The index ranges from − 1 (complete avoidance) to + 1 (exclusive use) with preference or underuse declared only at values > 0.3 or < -0.3, respectively (Laurenzi et al. 2016; Lovari et al. 2017).
As for the seasonal habitat selection, we compared warm (spring, summer) vs. cold (autumn, winter) season classified as follows: autumn (October, November, December), winter (January, February, March), spring (April, May, June), summer (July, August, September). Before using the index, the significant difference in habitat use compared to the available habitats was assessed using Fisher’s exact test (Fisher 1922) due to all values in the contingency table being < 5.
The analyses were carried out using the QGIS (v. 3.28) and R Software (v. 4.3.1) (R Development Core Team 2023) and the level of significance was set at 0.05.
Results
Following PLAND values calculated for each buffer, the habitat was mainly covered by broad–leaved forests, cultivated fields and urban areas, respectively (Table 2). The total number of porcupine positive locations was higher during the warm season (n = 69, 64.5%) and lower during the cold one (n = 38, 35.5%) (Table 2).
All the 18 environmental covariates showed VIF ≤ 5. Therefore, none was discarded in the MAXENT model. The model performance was poor (AUC = 0.63 ± 0.08 (SE), as values typically indicating good model performance are ≥ 0.7 (Greiner et al. 2000; Vanagas 2004). However, the percent contribution of each environmental covariate and jackknife plots (see Supplementary material 2) highlighted that agricultural fields hold relevance in the model construction, thus empirically justifying the habitat selection analysis realized through the Jacobs’ selectivity index.
During the warm season, all habitats were used according to their availability (Fisher’s test, p = 0.1). Conversely, during the cold one, habitat use differed from the expected (Fisher’s test, p = 0.01). Arboriculture, cliff areas, coastal areas, moors and shrublands, and open pastures and grasslands were totally avoided (D = -1); broad–leaved forests (D = -0.4) and cultivated fields (D = -0.5) were underused; while agroforestry (D = 0.7), coniferous forests (D = 0.5), lagoons and swamps (D = 0.4), mixed forests (D = 0.4), orchards, vineyards, and olive groves (D = 0.3), and urban areas (D = 0.6) were preferred. Areas with woody and shrubby vegetation in evolution (D = 0.1) where instead used according to their availability (Fig. 2).
Discussion
Habitat suitability
The contribution given by urban areas and cultivated fields in the habitat suitability model contrasts with Mori’s et al. (2021a) research where they observed that an increase in farmlands and urbanization may limit the range of expansion of porcupines.

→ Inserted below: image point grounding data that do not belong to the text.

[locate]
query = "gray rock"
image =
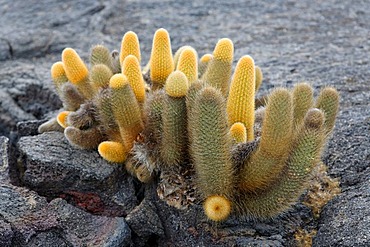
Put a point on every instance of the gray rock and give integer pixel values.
(6, 234)
(83, 229)
(35, 222)
(346, 220)
(53, 168)
(144, 220)
(325, 43)
(4, 159)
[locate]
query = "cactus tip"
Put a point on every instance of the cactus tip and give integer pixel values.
(217, 208)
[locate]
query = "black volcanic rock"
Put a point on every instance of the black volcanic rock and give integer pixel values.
(54, 168)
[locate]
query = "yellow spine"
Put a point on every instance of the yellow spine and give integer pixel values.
(131, 69)
(161, 60)
(77, 72)
(240, 103)
(130, 46)
(188, 64)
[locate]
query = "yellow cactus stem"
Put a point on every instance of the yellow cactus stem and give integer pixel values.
(217, 207)
(113, 151)
(302, 102)
(177, 54)
(100, 55)
(188, 64)
(259, 77)
(203, 63)
(175, 86)
(77, 72)
(126, 109)
(130, 46)
(58, 75)
(219, 69)
(62, 119)
(268, 161)
(99, 76)
(161, 60)
(131, 69)
(240, 103)
(238, 132)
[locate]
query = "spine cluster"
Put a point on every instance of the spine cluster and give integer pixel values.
(190, 112)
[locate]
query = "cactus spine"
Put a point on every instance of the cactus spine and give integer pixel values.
(126, 109)
(174, 141)
(100, 76)
(77, 72)
(219, 68)
(214, 121)
(131, 69)
(188, 64)
(100, 55)
(259, 77)
(58, 75)
(203, 63)
(211, 143)
(289, 185)
(238, 132)
(240, 103)
(161, 60)
(62, 119)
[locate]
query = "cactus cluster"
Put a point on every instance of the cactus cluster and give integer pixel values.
(184, 113)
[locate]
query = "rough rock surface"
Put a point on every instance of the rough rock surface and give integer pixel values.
(323, 42)
(34, 221)
(54, 168)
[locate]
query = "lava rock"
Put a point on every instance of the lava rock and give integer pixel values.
(345, 220)
(54, 168)
(4, 159)
(29, 220)
(6, 234)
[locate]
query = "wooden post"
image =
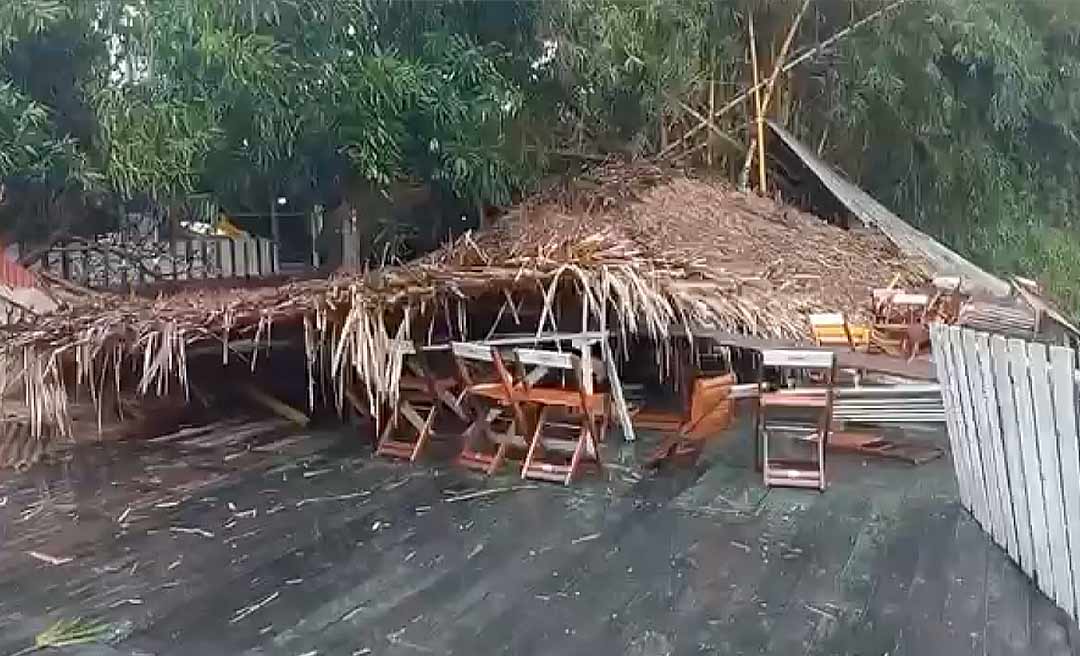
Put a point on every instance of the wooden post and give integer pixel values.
(274, 219)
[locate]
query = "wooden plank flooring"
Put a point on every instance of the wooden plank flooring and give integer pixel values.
(216, 546)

In fact, dry areas (like urban ones) are generally considered as unsuitable for this rodent since they impede digging and burrowing behaviours (Mori et al. 2013). Conversely, this finding is in accordance with the study conducted by Torretta et al. (2021) where they have shown that cultivars are frequently highly heterogeneous and intermixed with patches of natural or semi–natural habitats, thus providing abundant and diversified food resources. Moreover, peri–urban environments are used by the species long as they are linked to cultivated fields for both feeding and denning (Mori et al. 2022a). Given that natural habitats in Tuscany are highly fragmented, interspersed with agricultural and urban areas (Franchini et al. 2022), we consider that the region’s diverse habitat supports ample shelter and food resources for porcupines. This heterogeneous landscape context thus likely contributes to the suitability of the area for the species.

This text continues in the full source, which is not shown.